からだがみえる
「病気がみえる」、略して「病みえ」シリーズの解剖生理学のテキスト。mediLinkの電子版で紹介しよう。
「病みえ」の他の本と同様、イラスト、挿絵、グラフ、表をたくさん使って、ビジュアルに解剖学・生理学を理解できるように工夫されている。文章による説明は少しだけ。この本自体が、大きなまとめノートのようなものだ。VARKでビジュアルのスコアが高いひとなら、楽しく学べる。
とはいえ、ビジュアルだけでは説明しきれない理屈やストーリーや事情もあるのは、わきまえておこう。
メディックメディア社の書籍制作はプロダクション方式だ。社内にライターやイラストレーターを擁していて、医学系・医療系出身の社員も多い。社長は医師・医学博士だ。書誌情報の上での制作者は「医療情報科学研究所」になっている。本ごとに多数の外部の監修者(医師・研究者など)がいて、情報の正しさが保証されている。本書でもパートごとに監修者がいる。監修者自身が記事を企画している場合もあるようだ。
mediLinkストアで電子版を購入すると、mediLinkアプリに表示される。
本をタップすると、目次が表示される。解剖生理学のテキストらしく、系統別になっている。イントロダクションには目を通しておこう。本書を使う参考になる。
紙面の見方が冒頭にある。電子版とはレイアウトが違い、ページの端の色付きのカラムが文末に移動している。冊子体のページを目安にジャンプできないのは、不便だ。本文や図に他の場所への内部参照が多いのだが、大部分はリンクになっているものの一部はただの文字のままだから。
ここでは7章「呼吸器」を見てみよう。項目をタップすると、詳しい目次が開く。最初に解剖の概説があり、詳しい生理学がつづく。

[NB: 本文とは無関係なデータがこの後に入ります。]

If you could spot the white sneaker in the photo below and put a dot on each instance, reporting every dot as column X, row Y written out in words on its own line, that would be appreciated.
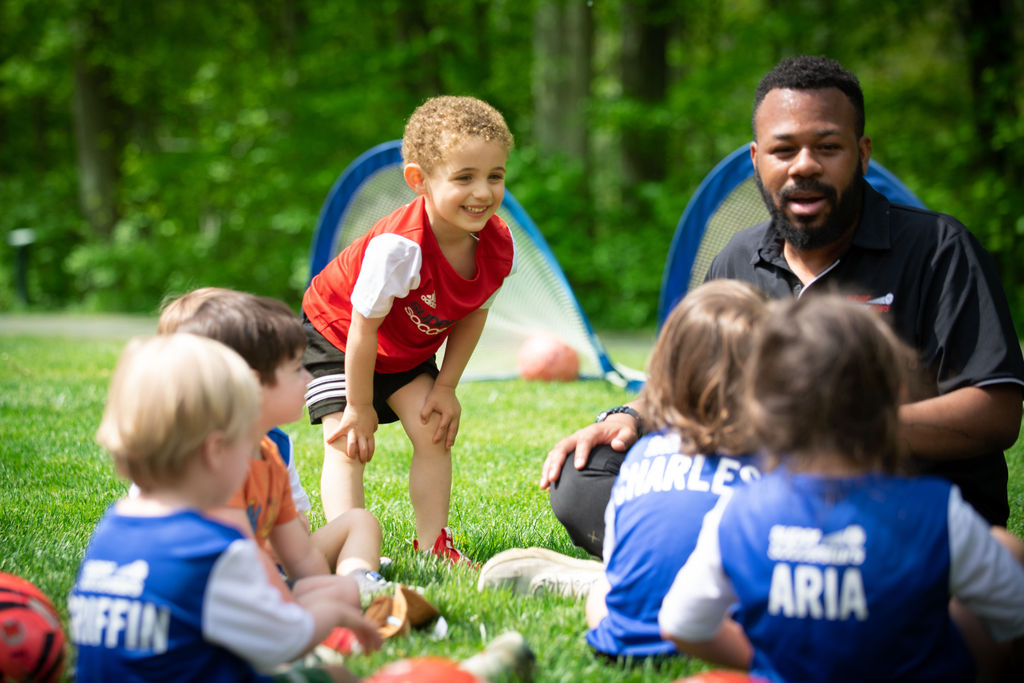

解剖学・生理学・臨床医学(ちょっと)がインテグレートされている。すなわち、内容は系統に沿っている。『グレイ解剖学』のような局所解剖学的な内容はない。左心房の後方に食道があるなど本書に期待するのは、本のタイプが違う。人体解剖学実習で使う教科書を検討しているならお門違いだから、『グレイ』と指定の実習書とお好みのアトラスをポチッとしよう。
医学科なら、解剖学の授業より前の学年で人体の概要を自習するとか、逆に、臨床に進んでから復習のために参照する、といような用途になるだろう。生理学の授業なら使えるのかもしれない。医療系なら、解剖生理学の授業で使える。
iPadを持っているなら、冊子体より電子版の方がいい。他の「病みえ」とクロスリファレンスがあるので便利だ。
図をタップすると拡大してみられるが、10インチ以上のiPadならその必要もないだろう。マーカーは引けるが、任意の書き込みはできない。
図を長押しすると、自動的にクリップボードにコピーされる。GoodNotesなどのアプリで自分用のまとめノートを作れる。